Tuesday, May 20, 2008

Starting a Budget

In communicating with one particular reader, I discussed the digital envelope system in further detail. One thing that came up during our conversation was how to begin, since all values will theoretically begin at zero. For instance, if July has a six month insurance premium due, and it's already halfway through May, how do you begin a budget when some of life's really big expenses are staring you in the face?

Putting off working off a budget isn't really a good answer, because procrastination will reign, and there will always be a "good reason" to put it off another month. So, if the only answer is acting immediately, what is the best way to go about it?

Here are the steps that I went through when I was beginning the process, and hopefully they can help you as well...

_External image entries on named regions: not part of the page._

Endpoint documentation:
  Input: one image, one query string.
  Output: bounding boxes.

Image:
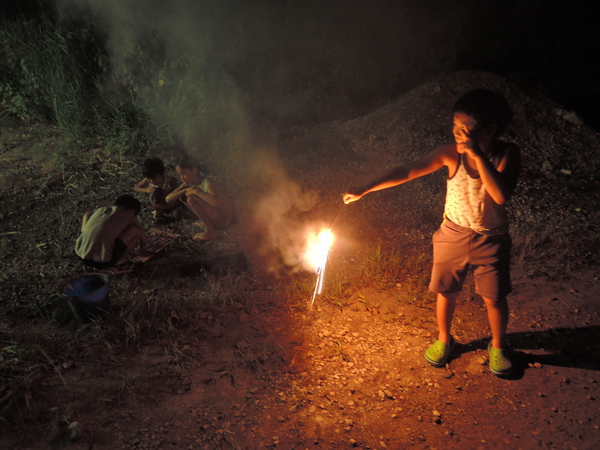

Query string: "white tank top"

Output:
[444,154,508,236]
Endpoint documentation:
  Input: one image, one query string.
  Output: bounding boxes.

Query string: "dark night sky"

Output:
[0,0,600,129]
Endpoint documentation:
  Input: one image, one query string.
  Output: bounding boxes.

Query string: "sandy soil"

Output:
[0,72,600,449]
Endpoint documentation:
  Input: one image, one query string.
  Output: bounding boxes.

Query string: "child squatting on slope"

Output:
[75,195,148,269]
[166,155,235,241]
[343,89,521,377]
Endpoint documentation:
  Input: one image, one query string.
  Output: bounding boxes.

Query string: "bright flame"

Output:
[304,230,333,270]
[304,229,333,308]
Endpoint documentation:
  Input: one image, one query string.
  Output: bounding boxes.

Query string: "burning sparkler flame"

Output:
[305,229,334,308]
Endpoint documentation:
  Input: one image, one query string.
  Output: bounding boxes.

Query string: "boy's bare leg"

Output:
[436,292,458,344]
[483,297,508,348]
[81,211,92,231]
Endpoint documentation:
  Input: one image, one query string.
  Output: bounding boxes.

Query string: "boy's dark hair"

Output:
[142,156,165,178]
[452,89,512,136]
[177,155,209,176]
[114,195,142,215]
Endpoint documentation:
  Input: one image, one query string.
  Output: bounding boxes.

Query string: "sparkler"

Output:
[305,228,333,309]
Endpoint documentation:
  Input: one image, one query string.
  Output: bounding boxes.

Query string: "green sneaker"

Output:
[425,336,455,368]
[488,342,513,377]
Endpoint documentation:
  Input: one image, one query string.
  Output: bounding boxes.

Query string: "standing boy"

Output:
[75,195,148,269]
[343,89,520,376]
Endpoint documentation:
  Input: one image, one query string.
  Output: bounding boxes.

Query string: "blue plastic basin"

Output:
[57,273,110,322]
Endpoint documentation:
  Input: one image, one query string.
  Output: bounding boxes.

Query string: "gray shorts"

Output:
[429,219,512,300]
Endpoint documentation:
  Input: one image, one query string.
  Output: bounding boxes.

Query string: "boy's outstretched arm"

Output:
[165,183,190,205]
[342,145,456,204]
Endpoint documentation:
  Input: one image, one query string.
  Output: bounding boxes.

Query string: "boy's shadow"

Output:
[454,325,600,379]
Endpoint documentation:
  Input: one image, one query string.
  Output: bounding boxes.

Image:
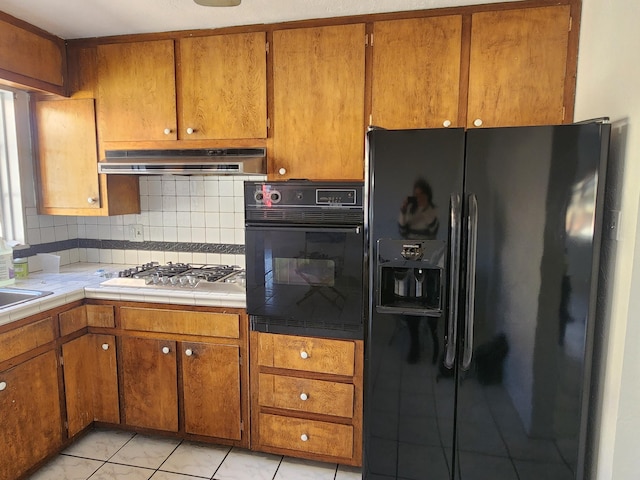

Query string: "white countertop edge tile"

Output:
[0,264,247,325]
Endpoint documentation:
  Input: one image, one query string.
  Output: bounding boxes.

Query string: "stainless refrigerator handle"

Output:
[444,193,460,368]
[245,224,362,234]
[462,194,478,370]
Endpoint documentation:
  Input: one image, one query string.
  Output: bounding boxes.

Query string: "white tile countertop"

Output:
[0,263,246,325]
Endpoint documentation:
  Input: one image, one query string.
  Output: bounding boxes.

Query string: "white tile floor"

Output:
[30,430,361,480]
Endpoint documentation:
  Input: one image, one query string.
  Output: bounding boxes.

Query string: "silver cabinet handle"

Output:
[444,193,461,368]
[462,194,478,370]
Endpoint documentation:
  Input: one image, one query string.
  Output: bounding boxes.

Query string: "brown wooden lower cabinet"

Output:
[62,334,120,437]
[250,332,364,466]
[258,413,354,458]
[0,350,62,480]
[120,336,178,432]
[181,342,242,440]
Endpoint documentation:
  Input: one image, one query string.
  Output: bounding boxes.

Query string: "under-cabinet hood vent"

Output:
[98,148,267,175]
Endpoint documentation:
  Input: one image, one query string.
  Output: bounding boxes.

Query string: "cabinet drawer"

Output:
[0,317,56,362]
[258,334,355,376]
[58,306,87,337]
[258,373,353,418]
[86,305,116,328]
[260,414,353,458]
[120,307,240,338]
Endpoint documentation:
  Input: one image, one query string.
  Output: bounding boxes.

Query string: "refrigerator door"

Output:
[363,129,464,480]
[454,124,609,480]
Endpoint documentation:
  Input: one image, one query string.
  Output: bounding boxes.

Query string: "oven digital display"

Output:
[316,188,356,205]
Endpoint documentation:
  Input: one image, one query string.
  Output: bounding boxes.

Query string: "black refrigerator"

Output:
[363,122,610,480]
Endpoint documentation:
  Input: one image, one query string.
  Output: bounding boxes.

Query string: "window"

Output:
[0,90,28,244]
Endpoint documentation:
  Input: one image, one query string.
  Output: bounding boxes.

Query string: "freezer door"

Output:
[454,124,608,480]
[363,129,464,480]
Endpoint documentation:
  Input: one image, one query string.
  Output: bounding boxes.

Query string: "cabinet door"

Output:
[467,5,570,127]
[120,337,178,432]
[177,32,267,140]
[0,351,62,480]
[371,15,462,129]
[35,98,100,213]
[62,334,120,437]
[181,343,241,440]
[97,40,177,141]
[269,24,365,179]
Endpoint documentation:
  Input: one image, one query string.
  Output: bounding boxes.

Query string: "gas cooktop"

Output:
[100,262,245,293]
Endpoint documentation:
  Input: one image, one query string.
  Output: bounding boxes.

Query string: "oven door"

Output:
[245,225,364,338]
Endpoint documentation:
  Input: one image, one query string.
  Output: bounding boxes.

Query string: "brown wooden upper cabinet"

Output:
[97,40,177,141]
[466,5,571,128]
[177,32,267,140]
[370,15,462,129]
[97,32,267,142]
[269,24,365,179]
[35,98,100,214]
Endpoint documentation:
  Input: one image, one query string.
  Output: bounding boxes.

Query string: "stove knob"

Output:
[269,191,281,203]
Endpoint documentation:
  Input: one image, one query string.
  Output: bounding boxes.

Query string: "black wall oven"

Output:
[245,180,365,339]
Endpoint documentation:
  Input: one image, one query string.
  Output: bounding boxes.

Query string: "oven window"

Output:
[246,226,364,335]
[273,258,336,287]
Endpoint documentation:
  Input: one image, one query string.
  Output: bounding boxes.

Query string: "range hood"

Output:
[98,148,267,175]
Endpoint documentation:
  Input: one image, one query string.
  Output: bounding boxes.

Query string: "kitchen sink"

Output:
[0,288,53,310]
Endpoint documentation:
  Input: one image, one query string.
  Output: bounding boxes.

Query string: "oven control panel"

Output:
[245,180,364,209]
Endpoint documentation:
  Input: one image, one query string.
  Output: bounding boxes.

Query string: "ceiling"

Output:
[0,0,518,39]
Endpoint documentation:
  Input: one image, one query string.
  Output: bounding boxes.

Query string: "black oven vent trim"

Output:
[249,315,364,340]
[245,209,364,225]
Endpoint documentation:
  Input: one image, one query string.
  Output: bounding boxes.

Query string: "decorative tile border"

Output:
[13,238,245,258]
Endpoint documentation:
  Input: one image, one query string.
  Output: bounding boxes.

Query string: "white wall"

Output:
[575,0,640,480]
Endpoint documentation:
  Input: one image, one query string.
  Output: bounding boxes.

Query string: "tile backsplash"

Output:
[15,175,266,271]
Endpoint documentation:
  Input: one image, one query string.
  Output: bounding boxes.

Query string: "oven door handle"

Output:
[246,224,362,234]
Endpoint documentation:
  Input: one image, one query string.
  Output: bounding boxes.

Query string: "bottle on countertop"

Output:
[0,237,16,287]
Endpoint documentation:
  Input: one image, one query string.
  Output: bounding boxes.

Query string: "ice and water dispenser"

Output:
[376,239,446,317]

  1. Factor your expenses. Set aside your income for a minute. What you make is actually less important than what you spend. Begin by writing down every expense that you have. Use budget forms to help spur your thoughts, because you want to have a category for every expenditure. (Microsoft offers this one, and has a lot of good categories to help you form a budget. As well, Dave Ramsey offers this one as a quick budget tool.)
  2. Fund your envelopes. Hopefully, you aren't starting at zero, waiting on your paycheck to hit the bank. Balance your checkbook and get to a number. If you don't have enough money to get a month ahead, work on getting up to speed. Perhaps you can cut expenses in some area for a few months while you get your system built up. Perhaps you can work an extra job, or have a garage sale. The key is that you want to operate a little ahead of your bills. If you have $1000 in rent, for example, by the 3rd week of the month, you should plan to have $1000 in the bank. Ideally, you will expand to having a month's expenses (or more)in the bank as surplus, but if you are reading this blog, I'm betting that you are living paycheck to paycheck, or dangerously close to that. The important thing is to have whatever current cash you have injected into your envelope system to give it a head start.
  3. Figure in your income. Now that you have a list of expenses, you should be able to see what you require in the way of income. Hopefully, your current income is higher than your expenses. If it isn't, you have two basic options: you can either raise your income, decrease your expenses. Putting an expense on a credit card will seriously damage any progress you make. Assuming that your income is higher than your expenses, you can take the difference and apply it to your debt reduction plan. It is important for you to have an emergency fund - some money set aside that you don't spend on anything but emergencies, so that you don't end up putting it back on a credit card, losing the ground you'd already covered. Some people go with $1,000 for their emergency fund, some say a month's expenses worth, and some say 3-6 months worth of expenses. For now, I've gone with the $1,000, tucked safely away in a free checking account in a bank that I don't use for my budgeting or debt reduction account.

Once you get your budget worked out, your envelopes funded, and your emergency fund in place, you can begin the process of getting getting out of debt. Whenever these three items weren't in place, I found it very hard to get any traction on reducing my debt, but the process seems to go much smoother when all three of these are up-to-date and taken care of.